Meses antes de la elección de 1994, el Centro Carter envió representantes a México para verificar el padrón electoral. Con el país en vilo por el alzamiento zapatista y el asesinato de Luis Donaldo Colosio, el padrón era concebido como una caja de Pandora de los comicios. Se revisó todo; querían garantías de que no votarían muertos ni fantasmas, que no se rasurarían ciudadanos, que se impidieran ratones locos, que no se embarazaran urnas, que se pusiera fin al catálogo de trampas que habían regido el sistema electoral mexicano hasta 1988.

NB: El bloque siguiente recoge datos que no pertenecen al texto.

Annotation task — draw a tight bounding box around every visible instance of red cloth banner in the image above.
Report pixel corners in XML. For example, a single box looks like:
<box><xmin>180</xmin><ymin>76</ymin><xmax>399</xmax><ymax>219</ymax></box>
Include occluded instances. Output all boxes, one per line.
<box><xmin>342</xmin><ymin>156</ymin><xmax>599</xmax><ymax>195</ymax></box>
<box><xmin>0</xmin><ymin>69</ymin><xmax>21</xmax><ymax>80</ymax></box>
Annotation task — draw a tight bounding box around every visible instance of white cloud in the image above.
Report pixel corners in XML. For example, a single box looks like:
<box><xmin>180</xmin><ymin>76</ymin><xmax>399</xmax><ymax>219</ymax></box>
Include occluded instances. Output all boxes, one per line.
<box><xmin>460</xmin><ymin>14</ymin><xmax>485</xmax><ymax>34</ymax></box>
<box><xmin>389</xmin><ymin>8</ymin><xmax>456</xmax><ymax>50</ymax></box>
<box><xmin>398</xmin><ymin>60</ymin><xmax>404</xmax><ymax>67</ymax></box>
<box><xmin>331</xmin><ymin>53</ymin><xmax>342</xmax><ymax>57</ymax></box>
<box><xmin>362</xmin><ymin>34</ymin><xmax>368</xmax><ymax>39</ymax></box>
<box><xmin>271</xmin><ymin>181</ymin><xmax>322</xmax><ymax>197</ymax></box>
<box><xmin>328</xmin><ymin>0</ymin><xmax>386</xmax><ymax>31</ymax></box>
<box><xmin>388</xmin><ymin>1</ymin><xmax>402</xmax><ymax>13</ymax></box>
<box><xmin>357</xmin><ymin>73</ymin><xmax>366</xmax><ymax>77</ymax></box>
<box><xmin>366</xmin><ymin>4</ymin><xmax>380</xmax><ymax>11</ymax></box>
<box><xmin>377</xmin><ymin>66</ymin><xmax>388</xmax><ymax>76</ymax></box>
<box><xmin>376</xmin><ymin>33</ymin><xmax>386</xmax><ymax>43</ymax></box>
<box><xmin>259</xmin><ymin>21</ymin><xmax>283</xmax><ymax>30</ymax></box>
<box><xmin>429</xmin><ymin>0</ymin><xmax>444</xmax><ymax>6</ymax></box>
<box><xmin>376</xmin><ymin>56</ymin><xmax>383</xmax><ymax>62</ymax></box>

Casi cuatro años después, el veredicto del Centro Carter, cuenta Manuel Carrillo Poblano, coordinador de asuntos internacionales del IFE y decano del área ejecutiva, adonde llegó en 1993, fue que el padrón era sólido.
Eran los tiempos en que el secretario de Gobernación, Jorge Carpizo, entonces todavía en funciones como presidente del Consejo General del IFE, definió de una pincelada el clima electoral: es la feria de las desconfianzas
, ante las críticas opositoras.
Reconstruido en su totalidad entre 1990 y 1991, el padrón despertaba las mayores sospechas. Pese a los avales, meses después se soltaría en sesión pública: ahí estaban 7 millones de muertos dispuestos a votar
. Sentencia a la que seguirían nuevas suspicacias: hay 4 millones de homonimias.
Si las polémicas elecciones de 1988 eran una premisa que obligaba al régimen a buscar legalidad en los comicios de 1994, la reciente inserción de México en el Tratado de Libre Comercio y las turbulencias por las que atravesaba el país con el alzamiento en Chiapas y la ejecución del candidato presidencial priísta obligaban al sistema a obtener legitimidad internacional en el relevo del poder.
Para Estados Unidos y Canadá esa elección tenía mucha importancia. Los cambios ya venían en el sistema electoral, pero el TLC jugó un papel de pivote que aceleró su procesamiento. Había cambios acelerados en materia económica y un avance lento en cuestión electoral, subraya Carrillo Poblano.
Recién ocurrido el asesinato de Colosio, tuvimos que hacer una presentación en Naciones Unidas como parte del Pacto Internacional de Derechos Civiles y Políticos. Nos llamaron para presentar un informe sobre lo que estábamos haciendo para la elección, porque había muchas denuncias de irregularidades y fraudes
, agrega.
“Hubo presencia en México de los partidos Republicano y Demócrata estadunidenses; un interés del embajador James Jones, “quien se reunió con organizaciones no gubernamentales y partidos –muy distante del papel de John Gavin en los ochentas–; asistencia de académicos de la Universidad de San Diego, así como gente del despacho de Henry Kissinger”.
Días antes de la elección, cuenta Carrillo Poblano, hubo integrantes de la Marina y el Ejército estadunidenses acreditados como observadores.
Frente a esta presencia, el debate histórico sobre la irreductible defensa de la soberanía en los comicios fue cediendo en sectores importantes del régimen que vieron una forma de alcanzar la legitimación electoral, de apuntalar las reformas internas, en medio de un clima de desestabilización.
Al relevo en la Secretaría de Gobernación, unos días después del alzamiento zapatista, siguió una reforma electoral para afianzar la conducción del IFE y garantizar la estabilidad social en el proceso electoral. Era el primer paso para reducir el control oficial de la autoridad en la materia: se designó a los consejeros ciudadanos (apenas dos meses y medio antes de los comicios) y se redujo la participación de los partidos.
Hubo un apertura importante, pues a la impensable –hasta entonces– presencia de visitantes extranjeros, se apostó además por la movilización social con los observadores electorales y un papel más activo de la sociedad con un saldo fundamental: 1994 aún es la elección donde proporcionalmente hubo mayor votación (77.8 por ciento)
y el IFE acreditó su capacidad de conducir el proceso en condiciones extremas.